30. The unit of claim 28, wherein the third means further replaces the first long-term prediction gain value with a third gain value when the speech sequence is non-stationary.

31. The unit of claim 30, wherein the third gain value is determined based on the second long-term predicted gain value and adaptive finite random gain dithering.

32. The unit of claim 28, wherein the stationary speech sequences comprise voiced sequences and the non-stationary speech sequences comprise unvoiced sequences.
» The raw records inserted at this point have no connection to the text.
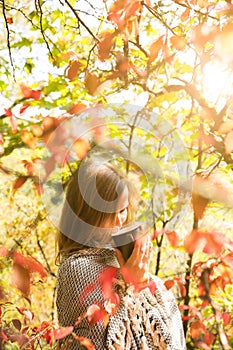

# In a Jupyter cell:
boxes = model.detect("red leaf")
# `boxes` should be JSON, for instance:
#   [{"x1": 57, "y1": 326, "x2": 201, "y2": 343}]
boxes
[
  {"x1": 12, "y1": 263, "x2": 30, "y2": 297},
  {"x1": 12, "y1": 319, "x2": 22, "y2": 331},
  {"x1": 222, "y1": 312, "x2": 231, "y2": 327},
  {"x1": 202, "y1": 232, "x2": 225, "y2": 255},
  {"x1": 13, "y1": 176, "x2": 28, "y2": 193},
  {"x1": 12, "y1": 251, "x2": 47, "y2": 278},
  {"x1": 20, "y1": 84, "x2": 41, "y2": 100},
  {"x1": 22, "y1": 160, "x2": 35, "y2": 175},
  {"x1": 164, "y1": 280, "x2": 175, "y2": 290},
  {"x1": 19, "y1": 103, "x2": 30, "y2": 114},
  {"x1": 4, "y1": 108, "x2": 12, "y2": 117},
  {"x1": 30, "y1": 124, "x2": 43, "y2": 137},
  {"x1": 86, "y1": 304, "x2": 109, "y2": 326},
  {"x1": 85, "y1": 73, "x2": 100, "y2": 95},
  {"x1": 148, "y1": 36, "x2": 163, "y2": 63},
  {"x1": 73, "y1": 334, "x2": 96, "y2": 350},
  {"x1": 67, "y1": 103, "x2": 87, "y2": 114},
  {"x1": 53, "y1": 326, "x2": 74, "y2": 340},
  {"x1": 165, "y1": 231, "x2": 179, "y2": 248},
  {"x1": 6, "y1": 17, "x2": 13, "y2": 24},
  {"x1": 65, "y1": 60, "x2": 81, "y2": 80},
  {"x1": 0, "y1": 246, "x2": 9, "y2": 258}
]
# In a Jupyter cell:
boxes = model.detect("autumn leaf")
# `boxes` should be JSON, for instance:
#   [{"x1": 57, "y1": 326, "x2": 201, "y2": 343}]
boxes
[
  {"x1": 192, "y1": 193, "x2": 210, "y2": 220},
  {"x1": 180, "y1": 8, "x2": 190, "y2": 22},
  {"x1": 30, "y1": 124, "x2": 43, "y2": 137},
  {"x1": 12, "y1": 263, "x2": 30, "y2": 297},
  {"x1": 65, "y1": 60, "x2": 81, "y2": 80},
  {"x1": 21, "y1": 129, "x2": 38, "y2": 149},
  {"x1": 73, "y1": 334, "x2": 96, "y2": 350},
  {"x1": 224, "y1": 130, "x2": 233, "y2": 154},
  {"x1": 85, "y1": 72, "x2": 100, "y2": 95},
  {"x1": 86, "y1": 304, "x2": 109, "y2": 326},
  {"x1": 19, "y1": 103, "x2": 30, "y2": 114},
  {"x1": 4, "y1": 109, "x2": 17, "y2": 134},
  {"x1": 53, "y1": 326, "x2": 74, "y2": 340},
  {"x1": 73, "y1": 139, "x2": 90, "y2": 160},
  {"x1": 214, "y1": 23, "x2": 233, "y2": 63},
  {"x1": 218, "y1": 120, "x2": 233, "y2": 134},
  {"x1": 67, "y1": 103, "x2": 87, "y2": 114},
  {"x1": 98, "y1": 32, "x2": 116, "y2": 62},
  {"x1": 165, "y1": 231, "x2": 179, "y2": 248},
  {"x1": 0, "y1": 246, "x2": 9, "y2": 258},
  {"x1": 170, "y1": 35, "x2": 187, "y2": 51},
  {"x1": 12, "y1": 251, "x2": 47, "y2": 278},
  {"x1": 6, "y1": 17, "x2": 13, "y2": 24},
  {"x1": 148, "y1": 35, "x2": 163, "y2": 63},
  {"x1": 12, "y1": 175, "x2": 28, "y2": 193},
  {"x1": 184, "y1": 230, "x2": 203, "y2": 254},
  {"x1": 164, "y1": 280, "x2": 175, "y2": 290},
  {"x1": 20, "y1": 84, "x2": 41, "y2": 100}
]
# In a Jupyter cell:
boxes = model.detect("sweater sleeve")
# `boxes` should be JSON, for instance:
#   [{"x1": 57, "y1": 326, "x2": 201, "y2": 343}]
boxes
[{"x1": 107, "y1": 276, "x2": 186, "y2": 350}]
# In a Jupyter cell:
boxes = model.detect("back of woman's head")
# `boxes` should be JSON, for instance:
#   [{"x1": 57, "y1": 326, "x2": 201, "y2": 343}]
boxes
[{"x1": 57, "y1": 159, "x2": 136, "y2": 262}]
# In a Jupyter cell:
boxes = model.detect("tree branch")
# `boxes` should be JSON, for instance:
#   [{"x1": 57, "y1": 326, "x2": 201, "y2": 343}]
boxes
[
  {"x1": 65, "y1": 0, "x2": 99, "y2": 42},
  {"x1": 2, "y1": 0, "x2": 15, "y2": 80}
]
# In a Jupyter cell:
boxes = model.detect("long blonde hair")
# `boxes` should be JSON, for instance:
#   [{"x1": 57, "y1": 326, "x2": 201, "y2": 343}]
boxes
[{"x1": 56, "y1": 160, "x2": 137, "y2": 264}]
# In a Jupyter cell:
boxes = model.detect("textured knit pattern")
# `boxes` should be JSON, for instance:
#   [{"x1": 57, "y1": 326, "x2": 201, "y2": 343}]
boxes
[{"x1": 56, "y1": 248, "x2": 186, "y2": 350}]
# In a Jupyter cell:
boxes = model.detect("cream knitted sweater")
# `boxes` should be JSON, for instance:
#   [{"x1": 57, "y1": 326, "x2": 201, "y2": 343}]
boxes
[{"x1": 56, "y1": 248, "x2": 186, "y2": 350}]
33. A decoder for synthesizing speech from an encoded bitstream, wherein the encoded bitstream comprises a plurality of speech frames arranged in a sequence of speech, and the speech frames include at least one partially corrupted frame in which A corrupted frame is preceded by one or more non-corrupted frames, where a partially corrupted frame includes a first long-term prediction lag value and a first long-term prediction gain value, and an uncorrupted frame includes a second long-term prediction lag value and the second long-term forecast gain value, and wherein the second long-term forecast lag value comprises the last long-term forecast lag value and the second long-term forecast gain value comprises the last long-term forecast gain value, and the first signal is used to indicate the partial destruction frame, the decoder consists of:

first means, responsive to the first signal, for determining whether the first long-term forecast lag is within the upper and lower limits and for providing a second signal indicative of said determination;

second means, responsive to a second signal, for replacing the first long-term predicted lag value in the partially corrupted frame with a third lag value when the first long-term predicted lag value is outside the upper and lower limits; and for The first long-term prediction lag value in the partially corrupted frame is maintained when the first long-term prediction lag value is within the upper and lower bounds.
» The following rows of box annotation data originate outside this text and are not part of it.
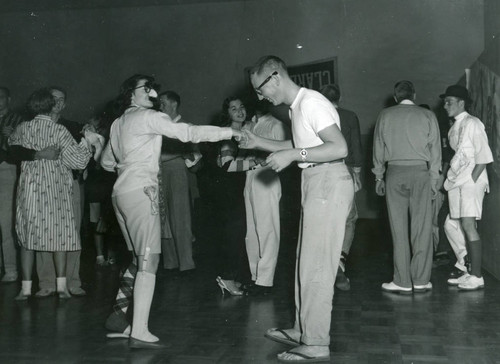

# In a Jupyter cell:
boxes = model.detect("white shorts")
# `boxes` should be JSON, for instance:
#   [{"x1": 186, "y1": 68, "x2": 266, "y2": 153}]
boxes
[
  {"x1": 448, "y1": 177, "x2": 488, "y2": 220},
  {"x1": 89, "y1": 202, "x2": 101, "y2": 223},
  {"x1": 112, "y1": 186, "x2": 161, "y2": 255}
]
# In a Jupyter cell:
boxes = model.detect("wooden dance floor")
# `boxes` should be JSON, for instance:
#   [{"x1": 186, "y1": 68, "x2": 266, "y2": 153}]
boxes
[{"x1": 0, "y1": 216, "x2": 500, "y2": 364}]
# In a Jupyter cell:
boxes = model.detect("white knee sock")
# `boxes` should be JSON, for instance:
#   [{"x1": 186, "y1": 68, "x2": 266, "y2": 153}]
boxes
[
  {"x1": 21, "y1": 281, "x2": 33, "y2": 296},
  {"x1": 444, "y1": 215, "x2": 467, "y2": 271},
  {"x1": 130, "y1": 271, "x2": 159, "y2": 342}
]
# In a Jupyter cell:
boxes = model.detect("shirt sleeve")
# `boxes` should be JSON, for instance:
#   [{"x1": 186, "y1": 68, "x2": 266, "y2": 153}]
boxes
[
  {"x1": 146, "y1": 111, "x2": 233, "y2": 143},
  {"x1": 58, "y1": 128, "x2": 92, "y2": 169},
  {"x1": 429, "y1": 113, "x2": 441, "y2": 179},
  {"x1": 272, "y1": 122, "x2": 292, "y2": 140},
  {"x1": 372, "y1": 111, "x2": 385, "y2": 178},
  {"x1": 472, "y1": 121, "x2": 493, "y2": 164},
  {"x1": 303, "y1": 100, "x2": 340, "y2": 135}
]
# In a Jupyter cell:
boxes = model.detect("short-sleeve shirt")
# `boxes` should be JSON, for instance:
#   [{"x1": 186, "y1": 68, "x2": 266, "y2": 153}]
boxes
[{"x1": 290, "y1": 88, "x2": 340, "y2": 168}]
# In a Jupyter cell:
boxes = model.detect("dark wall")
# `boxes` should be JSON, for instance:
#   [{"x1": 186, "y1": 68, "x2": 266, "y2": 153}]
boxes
[
  {"x1": 0, "y1": 0, "x2": 484, "y2": 216},
  {"x1": 471, "y1": 0, "x2": 500, "y2": 279}
]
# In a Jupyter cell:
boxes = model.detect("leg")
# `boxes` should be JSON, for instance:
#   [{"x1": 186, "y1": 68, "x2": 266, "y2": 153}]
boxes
[
  {"x1": 460, "y1": 217, "x2": 482, "y2": 278},
  {"x1": 386, "y1": 166, "x2": 412, "y2": 289},
  {"x1": 104, "y1": 198, "x2": 137, "y2": 338},
  {"x1": 35, "y1": 252, "x2": 56, "y2": 297},
  {"x1": 53, "y1": 251, "x2": 71, "y2": 298},
  {"x1": 113, "y1": 186, "x2": 161, "y2": 348},
  {"x1": 410, "y1": 166, "x2": 433, "y2": 290},
  {"x1": 249, "y1": 169, "x2": 281, "y2": 287},
  {"x1": 130, "y1": 254, "x2": 160, "y2": 342},
  {"x1": 335, "y1": 199, "x2": 358, "y2": 291},
  {"x1": 288, "y1": 165, "x2": 354, "y2": 359},
  {"x1": 296, "y1": 165, "x2": 354, "y2": 346},
  {"x1": 89, "y1": 202, "x2": 105, "y2": 266},
  {"x1": 66, "y1": 250, "x2": 87, "y2": 296},
  {"x1": 15, "y1": 246, "x2": 35, "y2": 301},
  {"x1": 66, "y1": 180, "x2": 86, "y2": 296},
  {"x1": 165, "y1": 167, "x2": 195, "y2": 271},
  {"x1": 243, "y1": 172, "x2": 260, "y2": 282},
  {"x1": 444, "y1": 214, "x2": 467, "y2": 272},
  {"x1": 0, "y1": 163, "x2": 18, "y2": 282}
]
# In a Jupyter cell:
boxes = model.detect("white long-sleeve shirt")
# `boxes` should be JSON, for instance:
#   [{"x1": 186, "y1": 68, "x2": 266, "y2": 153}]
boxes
[{"x1": 101, "y1": 106, "x2": 232, "y2": 196}]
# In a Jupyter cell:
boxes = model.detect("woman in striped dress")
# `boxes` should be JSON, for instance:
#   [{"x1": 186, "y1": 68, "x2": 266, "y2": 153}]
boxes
[{"x1": 9, "y1": 89, "x2": 91, "y2": 300}]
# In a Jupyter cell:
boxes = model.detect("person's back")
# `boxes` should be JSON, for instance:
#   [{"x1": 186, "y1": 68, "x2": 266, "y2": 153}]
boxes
[
  {"x1": 379, "y1": 104, "x2": 435, "y2": 161},
  {"x1": 110, "y1": 107, "x2": 162, "y2": 193}
]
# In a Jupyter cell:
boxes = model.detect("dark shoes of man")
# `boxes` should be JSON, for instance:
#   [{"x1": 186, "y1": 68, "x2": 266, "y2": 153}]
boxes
[
  {"x1": 335, "y1": 267, "x2": 351, "y2": 291},
  {"x1": 335, "y1": 252, "x2": 351, "y2": 291},
  {"x1": 432, "y1": 252, "x2": 450, "y2": 268}
]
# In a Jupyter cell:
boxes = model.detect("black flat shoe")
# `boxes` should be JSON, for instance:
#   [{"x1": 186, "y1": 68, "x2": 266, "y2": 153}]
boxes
[{"x1": 128, "y1": 337, "x2": 169, "y2": 349}]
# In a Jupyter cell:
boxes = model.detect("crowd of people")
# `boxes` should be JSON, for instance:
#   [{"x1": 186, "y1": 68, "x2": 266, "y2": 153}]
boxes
[{"x1": 0, "y1": 56, "x2": 493, "y2": 362}]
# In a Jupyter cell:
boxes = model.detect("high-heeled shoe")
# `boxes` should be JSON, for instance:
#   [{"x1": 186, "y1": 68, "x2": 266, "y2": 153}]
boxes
[{"x1": 215, "y1": 277, "x2": 243, "y2": 296}]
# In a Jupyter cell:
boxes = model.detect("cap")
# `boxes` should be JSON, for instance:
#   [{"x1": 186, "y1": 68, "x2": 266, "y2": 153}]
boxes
[{"x1": 439, "y1": 85, "x2": 470, "y2": 101}]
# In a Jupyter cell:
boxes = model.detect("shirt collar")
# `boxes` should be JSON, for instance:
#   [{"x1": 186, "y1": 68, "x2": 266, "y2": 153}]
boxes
[
  {"x1": 290, "y1": 87, "x2": 305, "y2": 110},
  {"x1": 455, "y1": 111, "x2": 467, "y2": 121}
]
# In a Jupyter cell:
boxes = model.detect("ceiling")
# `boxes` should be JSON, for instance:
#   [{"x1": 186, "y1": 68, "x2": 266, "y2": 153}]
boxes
[{"x1": 0, "y1": 0, "x2": 250, "y2": 13}]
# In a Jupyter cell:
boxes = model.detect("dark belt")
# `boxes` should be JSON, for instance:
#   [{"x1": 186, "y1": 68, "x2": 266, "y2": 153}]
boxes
[{"x1": 306, "y1": 158, "x2": 344, "y2": 168}]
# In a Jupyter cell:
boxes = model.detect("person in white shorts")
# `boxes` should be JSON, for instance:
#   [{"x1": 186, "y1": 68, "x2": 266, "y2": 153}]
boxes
[
  {"x1": 440, "y1": 85, "x2": 493, "y2": 291},
  {"x1": 101, "y1": 75, "x2": 241, "y2": 349}
]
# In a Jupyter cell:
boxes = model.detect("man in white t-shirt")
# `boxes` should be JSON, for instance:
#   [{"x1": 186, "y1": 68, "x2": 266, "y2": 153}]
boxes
[
  {"x1": 240, "y1": 56, "x2": 354, "y2": 362},
  {"x1": 440, "y1": 85, "x2": 493, "y2": 291}
]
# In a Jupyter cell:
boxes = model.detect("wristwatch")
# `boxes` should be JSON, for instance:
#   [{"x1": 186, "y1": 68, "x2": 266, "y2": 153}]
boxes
[{"x1": 300, "y1": 149, "x2": 307, "y2": 162}]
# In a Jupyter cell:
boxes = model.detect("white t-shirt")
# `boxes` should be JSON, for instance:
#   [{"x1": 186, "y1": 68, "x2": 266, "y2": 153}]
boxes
[{"x1": 290, "y1": 88, "x2": 340, "y2": 168}]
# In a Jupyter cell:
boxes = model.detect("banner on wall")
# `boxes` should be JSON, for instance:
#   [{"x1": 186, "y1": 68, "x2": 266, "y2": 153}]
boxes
[
  {"x1": 245, "y1": 57, "x2": 338, "y2": 91},
  {"x1": 288, "y1": 57, "x2": 338, "y2": 91},
  {"x1": 469, "y1": 61, "x2": 500, "y2": 179}
]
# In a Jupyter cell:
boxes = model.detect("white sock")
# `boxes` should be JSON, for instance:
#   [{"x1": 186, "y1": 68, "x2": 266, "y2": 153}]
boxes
[
  {"x1": 21, "y1": 281, "x2": 33, "y2": 296},
  {"x1": 130, "y1": 271, "x2": 160, "y2": 342},
  {"x1": 56, "y1": 277, "x2": 68, "y2": 292}
]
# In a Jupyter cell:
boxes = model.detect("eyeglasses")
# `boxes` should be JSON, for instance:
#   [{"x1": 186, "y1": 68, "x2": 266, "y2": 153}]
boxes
[
  {"x1": 255, "y1": 71, "x2": 278, "y2": 91},
  {"x1": 132, "y1": 84, "x2": 153, "y2": 94}
]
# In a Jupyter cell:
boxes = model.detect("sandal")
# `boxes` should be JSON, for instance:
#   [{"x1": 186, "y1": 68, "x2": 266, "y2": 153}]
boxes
[
  {"x1": 264, "y1": 328, "x2": 300, "y2": 346},
  {"x1": 278, "y1": 350, "x2": 330, "y2": 363}
]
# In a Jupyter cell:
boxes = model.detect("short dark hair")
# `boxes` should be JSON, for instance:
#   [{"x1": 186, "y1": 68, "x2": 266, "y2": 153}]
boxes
[
  {"x1": 28, "y1": 87, "x2": 56, "y2": 115},
  {"x1": 115, "y1": 73, "x2": 159, "y2": 116},
  {"x1": 0, "y1": 86, "x2": 10, "y2": 97},
  {"x1": 320, "y1": 83, "x2": 340, "y2": 104},
  {"x1": 394, "y1": 81, "x2": 415, "y2": 103},
  {"x1": 250, "y1": 55, "x2": 288, "y2": 75},
  {"x1": 49, "y1": 86, "x2": 68, "y2": 99},
  {"x1": 158, "y1": 90, "x2": 181, "y2": 107}
]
34. A decoder as claimed in claim 33, wherein the second means is also for replacing the first long-term prediction gain value in partially corrupted frames with a third gain value when the first long-term lag value is outside the upper and lower limits .

35. A decoder as claimed in claim 33, wherein the third lag value is calculated from the second long term predicted lag value and an adaptive finite random lag dither subject to a further limit determined based on the second long term predicted lag value.

36. The decoder of claim 34, wherein the third gain value is calculated from the second long-term predicted gain value and adaptive finite random gain dithering constrained by a limit determined based on the second long-term predicted gain value.